On Mull there are two com­mu­nity-owned forests and thank­fully, in re­sponse to our con­cerns, North West Mull Com­mu­nity Wood­land Com­pany and South West Mull and Iona De­vel­op­ment have agreed NOT to con­sider us­ing Gazelle with­out first con­sult­ing the com­mu­nity. Forestry Com­mis­sion Scot­land has not used Gazelle in Mull forests, how­ever, this pes­ti­cide has al­ready been used in two pri­vately owned forests on the is­land.

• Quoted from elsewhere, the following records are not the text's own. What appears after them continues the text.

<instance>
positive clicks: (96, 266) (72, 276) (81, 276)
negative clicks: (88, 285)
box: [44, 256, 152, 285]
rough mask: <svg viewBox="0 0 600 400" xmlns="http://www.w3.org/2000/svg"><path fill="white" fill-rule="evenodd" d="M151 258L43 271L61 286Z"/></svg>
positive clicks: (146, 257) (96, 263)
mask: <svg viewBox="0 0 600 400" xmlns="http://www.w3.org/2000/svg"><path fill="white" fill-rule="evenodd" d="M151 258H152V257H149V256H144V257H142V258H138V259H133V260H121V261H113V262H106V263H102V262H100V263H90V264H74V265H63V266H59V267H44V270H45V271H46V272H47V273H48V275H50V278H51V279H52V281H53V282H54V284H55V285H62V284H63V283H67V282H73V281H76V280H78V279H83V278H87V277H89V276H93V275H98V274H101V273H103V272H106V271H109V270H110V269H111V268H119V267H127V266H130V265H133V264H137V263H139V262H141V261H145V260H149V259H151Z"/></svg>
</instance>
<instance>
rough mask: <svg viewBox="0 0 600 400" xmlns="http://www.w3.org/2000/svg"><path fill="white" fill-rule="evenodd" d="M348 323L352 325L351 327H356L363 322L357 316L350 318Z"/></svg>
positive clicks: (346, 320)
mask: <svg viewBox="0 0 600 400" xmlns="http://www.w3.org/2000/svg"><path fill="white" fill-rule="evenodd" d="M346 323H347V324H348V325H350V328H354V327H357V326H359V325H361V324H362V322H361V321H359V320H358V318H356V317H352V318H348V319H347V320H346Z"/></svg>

There are al­ter­na­tives to us­ing Gazelle, in­clud­ing us­ing more ma­ture saplings, ex­tend­ing the fal­low pe­riod be­tween har­vest­ing and re­plant­ing to more than five years pos­si­bly with the ad­di­tion of us­ing bar­rier meth­ods (such as nets and wax). Across Scan­di­navia and a grow­ing num­ber of Euro­pean coun­tries non-chem­i­cal meth­ods are be­ing used.

In or­der for for­est man­agers to be able to ex­tend the fal­low pe­riod there would have to be a change in the For­est De­sign Plan con­tracts and any as­so­ci­ated grant re­quire­ments. This would need the sup­port of the Scot­tish Govern­ment and its agent Forestry Com­mis­sion Scot­land.

It would also be good to see out­side fund­ing sup­port for fur­ther re­search in to al­ter­na­tive meth­ods of pine wee­vil con­trol as seen in other coun­tries. Caro­line Wood on be­half of ‘No Neon­i­coti­noids on Mull Group’.